Cuántas luchas recorriendo oscuros callejones europeos, con la sangre caliente, quizá por esos tormentosos años, huyéndole a la pobreza, a la miseria, pero ahora, por increíble que parezca, buscándolas.

Esa fue Flora Tristán, empeñada en hacer valer los derechos de las mujeres y los obreros, se enfrentó a todo y a todos, dejó a un lado lo poco que tenía y rechazó lo que el destino tenía preparado para ella. No era lo que deseaba ser, no quería convertirse en una burguesa, lo suyo era muy superior, era un pensamiento, que se tradujo en la infinita rabia que estallaba por dentro cuando las injusticias que a comienzos del siglo XIX parecían un evangelio, se lo exigían.

Vargas Llosa nos presenta a Flora. Nos la entrega en una bandeja destartalada para que la degustemos, para que nos impregnemos de su olor, de su rico espíritu combativo, para que nos untemos de su sangre de ascendencia peruana, hija del  coronel Mariano Tristán y Moscoso.

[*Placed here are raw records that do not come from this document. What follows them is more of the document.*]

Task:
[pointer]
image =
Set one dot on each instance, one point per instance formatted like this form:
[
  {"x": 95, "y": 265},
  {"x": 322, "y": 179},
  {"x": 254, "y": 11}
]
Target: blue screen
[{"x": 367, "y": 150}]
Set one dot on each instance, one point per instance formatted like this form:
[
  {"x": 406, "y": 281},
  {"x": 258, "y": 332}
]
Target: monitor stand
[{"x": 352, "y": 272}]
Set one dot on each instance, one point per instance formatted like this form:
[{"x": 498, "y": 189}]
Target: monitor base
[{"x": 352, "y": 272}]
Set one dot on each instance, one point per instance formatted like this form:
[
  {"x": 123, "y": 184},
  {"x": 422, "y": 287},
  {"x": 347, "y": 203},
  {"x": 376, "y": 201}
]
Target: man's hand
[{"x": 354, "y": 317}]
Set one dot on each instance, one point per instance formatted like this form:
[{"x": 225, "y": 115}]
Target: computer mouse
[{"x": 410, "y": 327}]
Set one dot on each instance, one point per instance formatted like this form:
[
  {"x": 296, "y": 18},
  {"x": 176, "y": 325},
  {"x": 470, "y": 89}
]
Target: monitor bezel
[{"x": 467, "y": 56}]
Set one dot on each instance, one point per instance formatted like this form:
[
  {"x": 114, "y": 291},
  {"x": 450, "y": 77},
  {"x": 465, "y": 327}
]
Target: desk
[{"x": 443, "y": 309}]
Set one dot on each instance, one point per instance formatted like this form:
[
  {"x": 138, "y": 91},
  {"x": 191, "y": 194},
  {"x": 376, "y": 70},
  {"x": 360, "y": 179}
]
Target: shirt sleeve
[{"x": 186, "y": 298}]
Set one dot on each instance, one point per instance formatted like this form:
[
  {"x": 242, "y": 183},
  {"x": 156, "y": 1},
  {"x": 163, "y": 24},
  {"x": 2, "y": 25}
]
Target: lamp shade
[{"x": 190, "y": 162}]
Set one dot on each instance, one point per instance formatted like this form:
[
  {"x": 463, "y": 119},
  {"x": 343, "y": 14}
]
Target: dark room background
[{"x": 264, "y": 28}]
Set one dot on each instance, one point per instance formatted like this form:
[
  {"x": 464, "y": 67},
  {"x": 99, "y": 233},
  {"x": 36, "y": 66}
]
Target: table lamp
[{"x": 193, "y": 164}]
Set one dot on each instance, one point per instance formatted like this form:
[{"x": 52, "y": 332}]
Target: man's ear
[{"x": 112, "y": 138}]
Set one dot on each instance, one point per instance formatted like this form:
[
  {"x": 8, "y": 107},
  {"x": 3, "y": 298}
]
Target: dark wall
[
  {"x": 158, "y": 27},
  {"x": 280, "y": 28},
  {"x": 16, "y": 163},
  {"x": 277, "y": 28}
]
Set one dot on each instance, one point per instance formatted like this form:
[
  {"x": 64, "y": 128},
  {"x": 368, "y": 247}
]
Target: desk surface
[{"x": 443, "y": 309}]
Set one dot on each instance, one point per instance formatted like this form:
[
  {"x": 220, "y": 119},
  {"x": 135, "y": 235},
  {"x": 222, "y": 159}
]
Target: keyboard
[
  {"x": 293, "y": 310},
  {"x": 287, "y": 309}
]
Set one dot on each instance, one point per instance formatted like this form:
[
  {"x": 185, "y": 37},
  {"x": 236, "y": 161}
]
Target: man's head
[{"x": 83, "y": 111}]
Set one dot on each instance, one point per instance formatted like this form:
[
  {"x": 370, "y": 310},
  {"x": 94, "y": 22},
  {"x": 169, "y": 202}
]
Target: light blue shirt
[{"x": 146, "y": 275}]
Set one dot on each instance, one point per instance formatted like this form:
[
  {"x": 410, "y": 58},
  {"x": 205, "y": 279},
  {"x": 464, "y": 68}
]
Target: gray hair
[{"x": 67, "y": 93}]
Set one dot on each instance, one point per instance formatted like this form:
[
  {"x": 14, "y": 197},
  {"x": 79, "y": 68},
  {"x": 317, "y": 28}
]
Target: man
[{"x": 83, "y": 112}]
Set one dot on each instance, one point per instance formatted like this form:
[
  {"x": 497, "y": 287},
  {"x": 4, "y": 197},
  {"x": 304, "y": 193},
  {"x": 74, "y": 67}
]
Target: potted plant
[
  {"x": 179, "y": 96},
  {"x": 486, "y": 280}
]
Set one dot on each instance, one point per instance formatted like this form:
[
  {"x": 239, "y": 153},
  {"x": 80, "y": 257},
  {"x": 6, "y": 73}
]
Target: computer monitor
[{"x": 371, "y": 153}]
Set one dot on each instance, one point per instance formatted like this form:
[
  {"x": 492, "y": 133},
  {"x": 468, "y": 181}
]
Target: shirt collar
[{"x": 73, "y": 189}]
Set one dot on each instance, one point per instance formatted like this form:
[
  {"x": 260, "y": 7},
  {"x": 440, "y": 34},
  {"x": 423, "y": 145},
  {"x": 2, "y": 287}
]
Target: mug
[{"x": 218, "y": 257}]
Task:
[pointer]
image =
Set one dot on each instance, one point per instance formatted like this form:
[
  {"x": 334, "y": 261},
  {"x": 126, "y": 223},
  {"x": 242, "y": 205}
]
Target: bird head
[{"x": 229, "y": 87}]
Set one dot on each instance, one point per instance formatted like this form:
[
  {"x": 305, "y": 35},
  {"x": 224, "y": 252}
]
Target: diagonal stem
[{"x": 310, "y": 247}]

Qué rica estás Flora, pero nunca imaginaste que cuatro años después del final feliz, de tu muerte y con ella el nacimiento del mito, nacería tu nieto Paul Gauguin. Quién iba a pensarlo.

Paul, Koke, Gauguin... escogió los paraísos perdidos de la Polinesia como caballete de libertad, se bañó con la luz limeña, conoció las vísceras del poder burgués y encontró su premio a la lucha.

Qué loco eras, al menos el Gauguin de Llosa te deja ver como un loco, sin suerte, con la desgracia a cuestas, esa que te llevó a perder todo, familia, amigos, poder... sólo soñabas con tus vaginas salvajes, con la desconocido... Paul, qué tesón.

Dos vidas paralelas en tiempos distintos que invitan al respeto. Cada cual busca sus propios paraísos.

(Este libro se terminó de leer el 12 de noviembre de 2010)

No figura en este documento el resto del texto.